Nenhuma atleta da América do Sul conquistou quatro medalhas numa competição como esta. A atleta e a técnica, que pertencem a Sadia/Prefeitura de Toledo/Sesi e que representaram a seleção brasileira adulto individual nos Jogos Pan-Americanos, foram recebidas no auditório da prefeitura de Toledo.

Autoridades, entre elas o prefeito em exercício, Lúcio de Marchi, vereadores, deputado Duílio Genari, parceiros, atletas e profissionais que atuam no projeto, amigos e familiares acompanharam a recepção à ginasta e à técnica, que depois da cerimônia participaram de uma carreata, em carro aberto do Corpo de Bombeiros, em direção ao Centro de Treinamento. No caminho, populares acenavam para as duas reconhecendo as conquistas.

Em frente à Sadia, funcionários da empresa aplaudiram a ginasta, que seguiu até o Centro de Treinamento, onde recebeu o carinho e o abraço das demais colegas. Bastante emocionada, Angélica agradeceu a técnica Anita, que considerou “uma pessoa excepcional, uma segunda mãe e alguém que não desistiu dela ao longo desta jornada”, que culminou com a conquista das quatro medalhas no Pan.
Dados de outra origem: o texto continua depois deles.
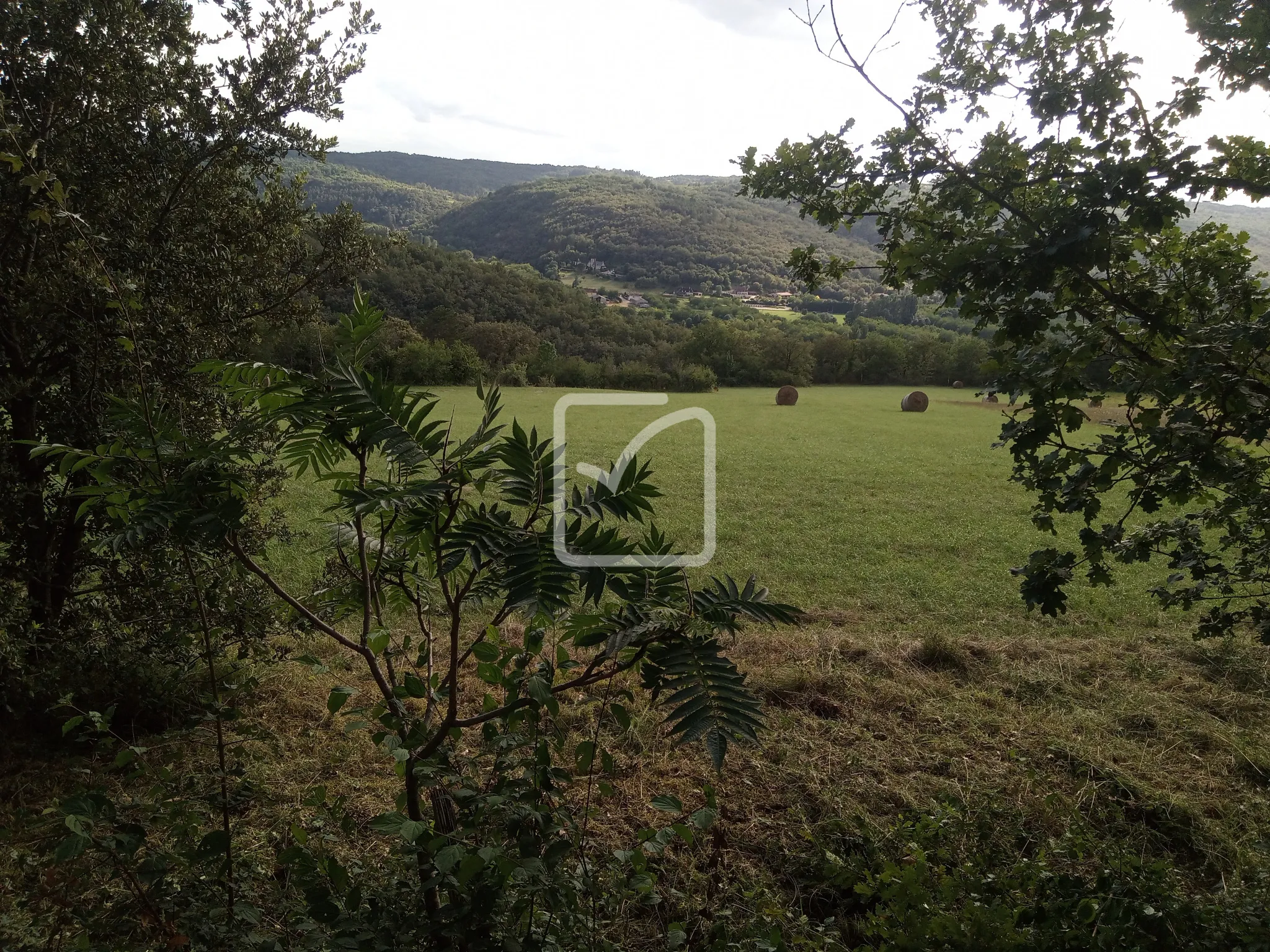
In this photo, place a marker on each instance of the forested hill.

Para Angélica, Anita é uma guerreira e a conhecida rigidez nos treinamentos é importante para a atleta ter os resultados esperados. “Se ela não fosse assim, certamente não teríamos resultados como estes”, reconheceu.

As duas lembraram e se emocionaram com o momento mais difícil que a ginasta passou ao longo de sua carreira. Foi um ano difícil em que ela passou por uma cirurgia no joelho e uma trombose, que pôs a sua vida em risco. Durante três dias, a atleta praticamente não pode se mexer.

Depois de quatro meses parada, a ginasta foi voltando aos treinamentos aos poucos, pensou em desistir por muitas vezes, e atingiu o seu ápice no Pan, com a conquista das quatro medalhas. Agora, diz a atleta, a meta é superar estes resultados, trazendo para o Brasil medalhas douradas no Pan de 2015, em Toronto, no Canadá, e garantir a classificação para as Olimpíadas de 2016, no Brasil.

Para ela, todas as medalhas foram resultado de muita luta, mas a conquista da primeira de bronze no individual geral foi a que mais a surpreendeu. O título é resultado da soma de todos os aparelhos e permite avaliar a ginasta mais completa da competição. Vendo outras meninas que fazem parte da Sadia/Prefeitura de Toledo/Sesi, clube que sempre treinou, em Toledo, a ginasta acredita que muitas Angélicas ainda melhores que ela estão por vir. “A cada geração elas estão melhores, a GR no Brasil está crescendo muito. Estamos apreendendo bastante com os países do Leste Europeu, que são a base da ginástica rítmica. Cada vez estamos mais perto deles e o trabalho em Toledo está cada vez melhor”, afirmou. Nisso, Anita está plenamente de acordo. “Quando vejo estas meninas e tudo que a Angélica superou, digo que Toledo terá ainda muita coisa boa pela frente.

Isso somente foi possível por que Toledo acreditou no sonho que foi implantado em Toledo”, frisou ela, agradecendo o apoio da imprensa e parceiros. “Se não fosse a imprensa, a prefeitura, a Sadia, o Sesi, os parceiros, nada disso existiria, porque não adianta treinar só para treinar. É preciso ter o apoio e isso deveria se estender também para outras modalidades esportivas que Toledo oferece”.

Ainda assimilando a dimensão das conquistas, Anita recomendou aos atletas muita disciplina de treinos, horário, dedicação, persistência e superação. Sem isso não temos um bom atleta, a exemplo do que fez Angélica e que resultou nas medalhas o,btidas no Pan.